Hacker News new | past | comments | ask | show | jobs | submit login

I strongly agree. Although there are clearly uses for map/reduce at large scale there is also a tendency to use it for small problems where the overhead is objectionable. At work I've taken multiple Mao/reduce systems and converted them to run on my desktop, in one case taking a job that used to take 5 minutes just to startup down to a few seconds total.

Right tool for the job and all that. If you need to process a 50PB input though, map/reduce is the way to go.




I completely agree as well, but I don't consider myself much of an expert in NoSQL technologies (which is why I read up on threads like this to find out).

Does anyone have a use case where data is on a single machine and map reduce is still relevant?

(I am involved in a project at work where the other guys seem to have enthusiastically jumped on MongoDB without great reasons in my opinion).


> Does anyone have a use case where data is on a single machine and map reduce is still relevant?

What matters is the running data structure. For example, you can have Petabytes of logs but you need a map/table of some kind to do aggregations/transformations. Or a sparse-matrix based model. There are types of problems that can partition the data structure and work in parallel in the RAM of many servers.

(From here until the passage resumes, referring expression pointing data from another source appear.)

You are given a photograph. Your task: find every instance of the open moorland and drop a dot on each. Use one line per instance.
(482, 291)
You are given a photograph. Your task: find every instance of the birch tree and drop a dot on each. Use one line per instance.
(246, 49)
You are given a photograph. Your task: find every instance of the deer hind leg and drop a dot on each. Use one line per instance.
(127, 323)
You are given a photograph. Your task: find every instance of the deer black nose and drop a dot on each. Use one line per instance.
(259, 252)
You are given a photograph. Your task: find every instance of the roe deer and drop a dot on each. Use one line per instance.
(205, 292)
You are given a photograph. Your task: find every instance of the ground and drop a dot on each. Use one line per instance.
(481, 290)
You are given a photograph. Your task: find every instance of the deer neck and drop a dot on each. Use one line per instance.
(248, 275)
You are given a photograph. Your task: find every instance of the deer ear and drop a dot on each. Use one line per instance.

Related: it's extremely common to confuse for CPU bottleneck what's actually a problem of TLB-miss, cache-miss, or bandwidth limits (RAM, disk, network). I'd rather invest time in improving the basic DS/Algorithm than porting to Map/Reduce.


OK, maybe I am not understanding you correctly, but what you describe seems to be, if the data is on one machine, connect to a cluster of machines, and run processing in parallel on that.

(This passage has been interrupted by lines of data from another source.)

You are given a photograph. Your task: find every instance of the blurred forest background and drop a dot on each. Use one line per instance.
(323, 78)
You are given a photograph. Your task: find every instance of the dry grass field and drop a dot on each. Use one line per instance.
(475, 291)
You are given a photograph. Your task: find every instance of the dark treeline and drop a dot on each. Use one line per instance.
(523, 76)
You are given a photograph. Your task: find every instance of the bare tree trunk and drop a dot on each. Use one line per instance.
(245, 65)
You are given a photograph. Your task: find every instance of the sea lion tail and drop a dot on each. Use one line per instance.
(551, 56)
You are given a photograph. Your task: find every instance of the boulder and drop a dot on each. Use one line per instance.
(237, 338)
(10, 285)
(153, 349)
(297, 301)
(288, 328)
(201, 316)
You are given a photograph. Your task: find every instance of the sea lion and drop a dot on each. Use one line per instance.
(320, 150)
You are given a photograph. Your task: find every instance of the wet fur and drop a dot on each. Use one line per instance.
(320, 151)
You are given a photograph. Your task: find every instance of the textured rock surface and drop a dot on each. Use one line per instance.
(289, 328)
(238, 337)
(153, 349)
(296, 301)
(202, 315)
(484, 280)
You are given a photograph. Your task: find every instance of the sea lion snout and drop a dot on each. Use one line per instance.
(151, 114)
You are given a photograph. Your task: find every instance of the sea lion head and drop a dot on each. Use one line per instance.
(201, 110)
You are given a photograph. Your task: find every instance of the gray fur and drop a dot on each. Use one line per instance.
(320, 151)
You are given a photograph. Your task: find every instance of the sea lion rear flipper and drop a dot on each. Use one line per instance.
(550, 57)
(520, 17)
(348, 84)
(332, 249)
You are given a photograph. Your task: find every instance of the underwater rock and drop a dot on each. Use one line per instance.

That doesn't imply a NoSQL solution to me. Just parallel processing on different parts of the data. If I am wrong can you point me to a clearer example?

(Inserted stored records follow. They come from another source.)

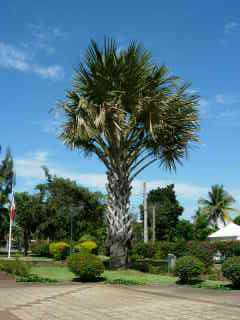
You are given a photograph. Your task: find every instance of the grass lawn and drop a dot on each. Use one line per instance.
(127, 277)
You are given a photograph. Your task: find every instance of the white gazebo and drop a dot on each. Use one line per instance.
(230, 232)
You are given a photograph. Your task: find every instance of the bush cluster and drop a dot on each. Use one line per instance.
(87, 266)
(188, 269)
(59, 250)
(15, 267)
(40, 248)
(231, 270)
(88, 246)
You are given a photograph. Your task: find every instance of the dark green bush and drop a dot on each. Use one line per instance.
(87, 266)
(228, 248)
(231, 270)
(59, 250)
(40, 248)
(188, 269)
(15, 267)
(204, 251)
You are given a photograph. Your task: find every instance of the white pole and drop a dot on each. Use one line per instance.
(145, 212)
(10, 239)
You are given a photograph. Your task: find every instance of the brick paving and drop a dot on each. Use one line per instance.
(100, 302)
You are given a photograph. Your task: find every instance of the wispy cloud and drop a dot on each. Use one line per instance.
(44, 37)
(227, 99)
(30, 166)
(12, 57)
(231, 26)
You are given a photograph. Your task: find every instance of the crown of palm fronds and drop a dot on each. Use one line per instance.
(123, 107)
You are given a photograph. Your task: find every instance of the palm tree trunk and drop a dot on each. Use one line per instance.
(119, 221)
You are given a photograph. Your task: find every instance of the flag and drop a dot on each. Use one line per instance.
(12, 209)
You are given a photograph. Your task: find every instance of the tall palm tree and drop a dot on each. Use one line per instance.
(130, 113)
(218, 205)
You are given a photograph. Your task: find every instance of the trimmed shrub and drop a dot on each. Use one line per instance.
(59, 250)
(88, 246)
(228, 248)
(188, 269)
(87, 237)
(40, 248)
(15, 267)
(204, 251)
(87, 266)
(231, 270)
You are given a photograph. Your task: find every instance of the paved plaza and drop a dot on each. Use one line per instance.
(99, 302)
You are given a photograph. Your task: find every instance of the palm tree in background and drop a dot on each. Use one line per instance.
(131, 114)
(218, 206)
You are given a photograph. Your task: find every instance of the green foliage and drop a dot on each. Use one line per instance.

It sounds to me like the poster above restructured the input data to exploit locality of reference better.

http://en.wikipedia.org/wiki/Locality_of_reference


So assuming the data is one one machine (as I asked), why would an index not solve this problem? And why does Map Reduce solve it?


Indexes do not solve the locality problem (see Non-clustered indexes). Even for in-memory databases, it is non-trivial to minimize cache misses in irregular data structures like B-trees.

Now why MapReduce "might" be a better fit for a problem where data fits into one disk. Consider a program which is embarrassingly parallel. It just reads a tuple and writes a new tuple back to disk. The parallel IO provided by map/reduce can offer a significant benefit in this simple case as well.

Also NoSQL != parallel processing.


It's one of the issues, yes. But I wanted to be more general on purpose.


Maybe I misunderstood what you were asking.

Note both MapReduce and NoSQL are overhyped solutions. They are useful in a handful of cases, but often applied to problems they are not as good.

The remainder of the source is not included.